Quiero hablar de Franz Kafka sin usar efemérides como pretexto, aunque bien podría hacerlo: el 3 de junio se cumplirán noventaicinco años de su muerte y el 4 de noviembre serán cien del día en que se sentó a escribir su famosa «Carta al Padre». Mi motivo central, sin embargo, no tiene que ver exactamente con su biografía sino con un asunto que desencadenó mi reciente viaje a Praga.
Había estado en la capital checa a los veinticinco años, pero a esa edad fui pensando en pasatiempos noctámbulos, alcohólicos, no precisamente en Kafka. Esta vez, en cambio, hice una peregrinación de fan: visité una de sus varias casas (en el callejón del Oro), su tumba en el nuevo cementerio judío, el laberíntico museo que lleva su nombre a pocos metros del río Moldava, y hasta hice cola para tomarme un ‘selfie’ al pie del contundente monumento levantado junto a la Sinagoga Española, en una de las entradas al barrio judío, donde Kafka aparece montado sobre los hombros de su padre.
Podría escribir veinte columnas con todo lo que vi, aprendí o sentí durante el viaje, pero quisiera concentrarme en «La Metamorfosis», pues volví de Praga con tremendas ganas de releerla. La única vez que lo había hecho fue en el colegio, pero de manera distraída o forzada, no por placer sino por exigencia, y lo único que recordaba de la novela era, como todo el mundo, que el personaje central, Gregor Samsa, había amanecido un buen día, patas arriba, convertido en insecto.
Eso es lo magnífico de ciertos viajes: empiezan en una ciudad fabulosa, se prolongan a través de la biografía accidentada de un artista que admiras, y culminan en las páginas de un libro que necesitabas releer para entender por vez primera.
Se me había olvidado por completo la forma en que se establece la dinámica familiar de los Samsa. Si bien al inicio el padre, la madre y la hermana sienten verdadera compasión por el hermano convertido en bicho, poco a poco, agobiados por su aspecto monstruoso pero sobre todo por las complicaciones domésticas que su presencia genera, van aislándolo en su propia habitación y acaban repudiándolo.
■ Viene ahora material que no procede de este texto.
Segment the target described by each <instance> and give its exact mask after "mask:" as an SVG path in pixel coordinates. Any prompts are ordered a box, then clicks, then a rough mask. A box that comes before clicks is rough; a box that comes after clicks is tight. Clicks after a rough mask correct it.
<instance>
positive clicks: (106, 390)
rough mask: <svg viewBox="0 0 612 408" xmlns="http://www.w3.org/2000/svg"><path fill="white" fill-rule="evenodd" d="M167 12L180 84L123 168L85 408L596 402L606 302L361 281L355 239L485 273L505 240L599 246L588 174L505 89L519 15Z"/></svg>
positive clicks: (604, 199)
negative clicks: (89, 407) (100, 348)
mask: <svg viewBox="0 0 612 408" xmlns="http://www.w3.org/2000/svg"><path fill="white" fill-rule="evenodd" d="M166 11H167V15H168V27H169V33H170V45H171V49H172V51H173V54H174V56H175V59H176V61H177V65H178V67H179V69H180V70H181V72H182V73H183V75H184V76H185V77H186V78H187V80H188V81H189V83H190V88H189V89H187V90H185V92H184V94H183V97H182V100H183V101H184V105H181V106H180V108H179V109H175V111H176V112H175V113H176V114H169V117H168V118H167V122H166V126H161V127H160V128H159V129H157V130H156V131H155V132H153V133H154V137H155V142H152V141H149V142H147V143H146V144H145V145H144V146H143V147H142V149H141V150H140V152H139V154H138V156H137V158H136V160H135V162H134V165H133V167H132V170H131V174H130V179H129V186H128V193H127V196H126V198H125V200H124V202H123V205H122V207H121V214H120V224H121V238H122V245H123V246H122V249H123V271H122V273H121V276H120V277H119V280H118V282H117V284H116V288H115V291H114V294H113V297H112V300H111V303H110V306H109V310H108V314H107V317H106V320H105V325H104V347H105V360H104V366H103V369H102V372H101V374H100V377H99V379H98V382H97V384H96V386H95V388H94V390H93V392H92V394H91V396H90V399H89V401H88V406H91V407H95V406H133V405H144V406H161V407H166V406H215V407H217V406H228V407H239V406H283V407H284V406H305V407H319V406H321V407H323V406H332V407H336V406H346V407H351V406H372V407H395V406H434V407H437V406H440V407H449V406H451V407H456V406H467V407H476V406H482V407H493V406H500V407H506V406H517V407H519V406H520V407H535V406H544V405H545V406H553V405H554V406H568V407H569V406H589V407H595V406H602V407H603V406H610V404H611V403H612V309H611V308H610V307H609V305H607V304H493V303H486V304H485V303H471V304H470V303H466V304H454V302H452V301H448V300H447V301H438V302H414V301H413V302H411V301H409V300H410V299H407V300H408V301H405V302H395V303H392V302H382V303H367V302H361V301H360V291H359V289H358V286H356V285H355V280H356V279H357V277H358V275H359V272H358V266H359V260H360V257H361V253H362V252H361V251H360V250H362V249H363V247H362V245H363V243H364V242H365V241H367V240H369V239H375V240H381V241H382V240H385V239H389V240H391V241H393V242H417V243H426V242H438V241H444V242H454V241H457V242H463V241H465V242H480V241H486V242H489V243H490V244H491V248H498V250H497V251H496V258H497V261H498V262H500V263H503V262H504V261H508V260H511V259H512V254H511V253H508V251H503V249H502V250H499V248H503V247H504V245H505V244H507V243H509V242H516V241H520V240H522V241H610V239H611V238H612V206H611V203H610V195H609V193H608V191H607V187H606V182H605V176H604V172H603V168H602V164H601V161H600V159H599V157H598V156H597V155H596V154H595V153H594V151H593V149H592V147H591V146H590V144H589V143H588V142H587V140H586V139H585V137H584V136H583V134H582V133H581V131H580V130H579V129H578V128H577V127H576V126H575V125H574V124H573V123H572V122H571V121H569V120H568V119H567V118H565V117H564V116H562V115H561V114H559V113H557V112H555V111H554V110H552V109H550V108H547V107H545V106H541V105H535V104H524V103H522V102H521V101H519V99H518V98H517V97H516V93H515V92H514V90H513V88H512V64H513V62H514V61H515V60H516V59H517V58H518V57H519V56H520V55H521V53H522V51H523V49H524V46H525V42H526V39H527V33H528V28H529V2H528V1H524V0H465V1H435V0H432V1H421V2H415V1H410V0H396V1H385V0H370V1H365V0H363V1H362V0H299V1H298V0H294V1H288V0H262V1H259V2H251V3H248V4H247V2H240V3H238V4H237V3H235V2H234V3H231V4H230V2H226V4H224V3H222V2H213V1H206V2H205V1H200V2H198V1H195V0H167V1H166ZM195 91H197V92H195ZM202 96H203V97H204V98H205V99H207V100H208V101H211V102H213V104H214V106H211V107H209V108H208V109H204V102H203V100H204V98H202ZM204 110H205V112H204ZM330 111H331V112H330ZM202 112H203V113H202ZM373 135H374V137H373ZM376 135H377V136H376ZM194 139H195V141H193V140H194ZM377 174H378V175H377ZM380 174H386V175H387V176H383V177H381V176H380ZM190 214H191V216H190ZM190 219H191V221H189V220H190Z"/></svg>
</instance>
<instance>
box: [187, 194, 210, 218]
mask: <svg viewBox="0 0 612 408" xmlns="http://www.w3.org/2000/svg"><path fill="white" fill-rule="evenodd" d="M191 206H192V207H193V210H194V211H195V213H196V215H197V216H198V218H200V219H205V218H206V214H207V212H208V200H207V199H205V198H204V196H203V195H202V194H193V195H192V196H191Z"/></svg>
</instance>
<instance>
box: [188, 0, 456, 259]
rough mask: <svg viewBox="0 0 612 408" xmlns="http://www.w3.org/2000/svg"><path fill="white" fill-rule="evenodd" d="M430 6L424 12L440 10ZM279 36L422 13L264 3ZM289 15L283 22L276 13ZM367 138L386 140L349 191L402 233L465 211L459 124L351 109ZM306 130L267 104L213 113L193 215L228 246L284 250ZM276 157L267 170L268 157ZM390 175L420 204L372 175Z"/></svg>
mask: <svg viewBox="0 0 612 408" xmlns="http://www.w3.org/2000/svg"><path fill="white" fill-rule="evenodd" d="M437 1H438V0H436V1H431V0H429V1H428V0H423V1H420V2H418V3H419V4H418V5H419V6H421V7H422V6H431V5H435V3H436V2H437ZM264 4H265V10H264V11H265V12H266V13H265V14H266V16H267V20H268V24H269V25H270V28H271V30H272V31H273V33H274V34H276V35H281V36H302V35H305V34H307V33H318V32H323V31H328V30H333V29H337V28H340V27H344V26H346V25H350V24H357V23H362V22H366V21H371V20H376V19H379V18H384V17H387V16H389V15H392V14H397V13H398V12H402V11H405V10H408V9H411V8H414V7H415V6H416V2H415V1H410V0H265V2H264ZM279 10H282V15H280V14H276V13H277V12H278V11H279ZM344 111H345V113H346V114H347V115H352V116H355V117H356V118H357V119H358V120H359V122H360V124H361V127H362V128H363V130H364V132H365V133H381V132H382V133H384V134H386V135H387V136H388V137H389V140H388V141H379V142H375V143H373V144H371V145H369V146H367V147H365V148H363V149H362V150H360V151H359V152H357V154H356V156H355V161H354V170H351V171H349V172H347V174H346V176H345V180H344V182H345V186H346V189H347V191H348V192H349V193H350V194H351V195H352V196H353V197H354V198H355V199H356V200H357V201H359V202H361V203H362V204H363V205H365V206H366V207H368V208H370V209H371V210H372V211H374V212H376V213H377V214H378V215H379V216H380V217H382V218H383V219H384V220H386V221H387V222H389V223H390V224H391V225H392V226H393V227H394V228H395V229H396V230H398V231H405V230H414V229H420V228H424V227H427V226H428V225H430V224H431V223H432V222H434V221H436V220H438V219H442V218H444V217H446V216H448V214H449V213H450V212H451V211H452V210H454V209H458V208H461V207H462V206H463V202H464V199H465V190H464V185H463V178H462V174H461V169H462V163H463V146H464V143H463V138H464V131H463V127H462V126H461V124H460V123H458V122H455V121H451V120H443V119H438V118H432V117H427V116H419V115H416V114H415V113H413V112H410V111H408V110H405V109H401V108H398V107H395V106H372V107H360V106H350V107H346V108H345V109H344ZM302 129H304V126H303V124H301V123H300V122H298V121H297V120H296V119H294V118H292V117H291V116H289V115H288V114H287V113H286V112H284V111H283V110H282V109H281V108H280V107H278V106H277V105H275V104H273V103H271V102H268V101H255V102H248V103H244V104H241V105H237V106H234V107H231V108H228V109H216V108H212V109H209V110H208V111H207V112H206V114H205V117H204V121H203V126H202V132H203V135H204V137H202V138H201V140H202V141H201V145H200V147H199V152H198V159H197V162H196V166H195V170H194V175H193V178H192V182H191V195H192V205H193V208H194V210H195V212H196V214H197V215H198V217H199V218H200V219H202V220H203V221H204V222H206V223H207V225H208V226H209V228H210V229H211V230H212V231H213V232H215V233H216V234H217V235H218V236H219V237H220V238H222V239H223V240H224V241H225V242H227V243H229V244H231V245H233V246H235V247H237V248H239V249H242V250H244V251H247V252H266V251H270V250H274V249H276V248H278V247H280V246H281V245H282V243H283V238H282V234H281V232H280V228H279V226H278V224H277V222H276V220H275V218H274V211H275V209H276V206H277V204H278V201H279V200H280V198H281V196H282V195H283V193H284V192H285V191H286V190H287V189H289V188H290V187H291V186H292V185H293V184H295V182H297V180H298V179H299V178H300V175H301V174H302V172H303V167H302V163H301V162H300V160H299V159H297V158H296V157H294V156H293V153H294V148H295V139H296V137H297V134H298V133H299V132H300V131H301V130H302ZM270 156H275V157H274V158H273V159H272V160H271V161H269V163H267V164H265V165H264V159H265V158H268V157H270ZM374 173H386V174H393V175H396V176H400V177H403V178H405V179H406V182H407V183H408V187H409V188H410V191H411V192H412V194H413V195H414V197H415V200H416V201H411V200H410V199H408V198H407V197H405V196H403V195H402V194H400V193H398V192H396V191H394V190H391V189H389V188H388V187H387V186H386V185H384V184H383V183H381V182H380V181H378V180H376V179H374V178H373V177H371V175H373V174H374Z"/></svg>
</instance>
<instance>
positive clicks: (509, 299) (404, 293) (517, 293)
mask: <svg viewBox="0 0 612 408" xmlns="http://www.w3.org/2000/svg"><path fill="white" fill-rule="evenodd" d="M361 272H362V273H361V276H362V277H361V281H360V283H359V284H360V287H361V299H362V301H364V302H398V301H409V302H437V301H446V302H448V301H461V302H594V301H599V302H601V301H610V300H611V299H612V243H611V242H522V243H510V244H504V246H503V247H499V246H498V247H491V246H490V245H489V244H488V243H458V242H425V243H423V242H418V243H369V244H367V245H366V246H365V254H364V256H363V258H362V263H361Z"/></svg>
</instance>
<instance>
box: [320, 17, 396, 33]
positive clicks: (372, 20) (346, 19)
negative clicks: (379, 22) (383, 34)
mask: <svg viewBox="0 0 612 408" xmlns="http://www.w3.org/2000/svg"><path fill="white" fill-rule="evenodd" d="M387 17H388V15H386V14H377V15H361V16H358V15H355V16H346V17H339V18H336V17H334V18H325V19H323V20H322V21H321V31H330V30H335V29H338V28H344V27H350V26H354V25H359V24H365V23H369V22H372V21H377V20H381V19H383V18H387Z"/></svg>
Si hay un tema clave en La Metamorfosis, y en buena parte de la obra de Kafka, es la incomunicación. El escarabajo o cucaracha es una forma alegórica que el autor emplea para sublimar sus propios problemas idiomáticos y culturales: no olvidemos que él hablaba checo en el mundo familiar, pero eligió expresarse literariamente en alemán, quizá por el rigor y claridad de esa lengua. Además, era judío, y los judíos en Praga, como en tantas otras partes del mundo, solían ser objeto de dolorosas discriminaciones. Kafka, pues, tenía un enorme conflicto de identidad y una profunda sensación de aislamiento. Como dice la escritora española Nuria Amat, «era un judío entre los alemanes y un alemán entre los checos».
Por otro lado, resulta obvio que «La Metamorfosis» —publicada en 1919 bajo el título original de «La Transformación»— prefigura ya esos dilemas filiales que cuatro años más tarde Kafka concentraría en la aludida misiva al padre y en otros relatos íntimos recogidos en el volumen titulado «Padres e Hijos».
De esta relectura hay dos escenas que me han emocionado especialmente: cuando el padre de Gregor lo ataca arrojándole manzanas por haber abandonado su dormitorio y puesto en riesgo a la familia; y cuando Gregor, desde su conciencia animal, trata de impedir que se lleven de su habitación los muebles heredados que tan importantes fueron para él en su fase humana.
Eso es lo magnífico de ciertos viajes: empiezan en una ciudad fabulosa, se prolongan a través de la biografía accidentada de un artista que admiras, y culminan en las páginas de un libro que necesitabas releer para entender por vez primera.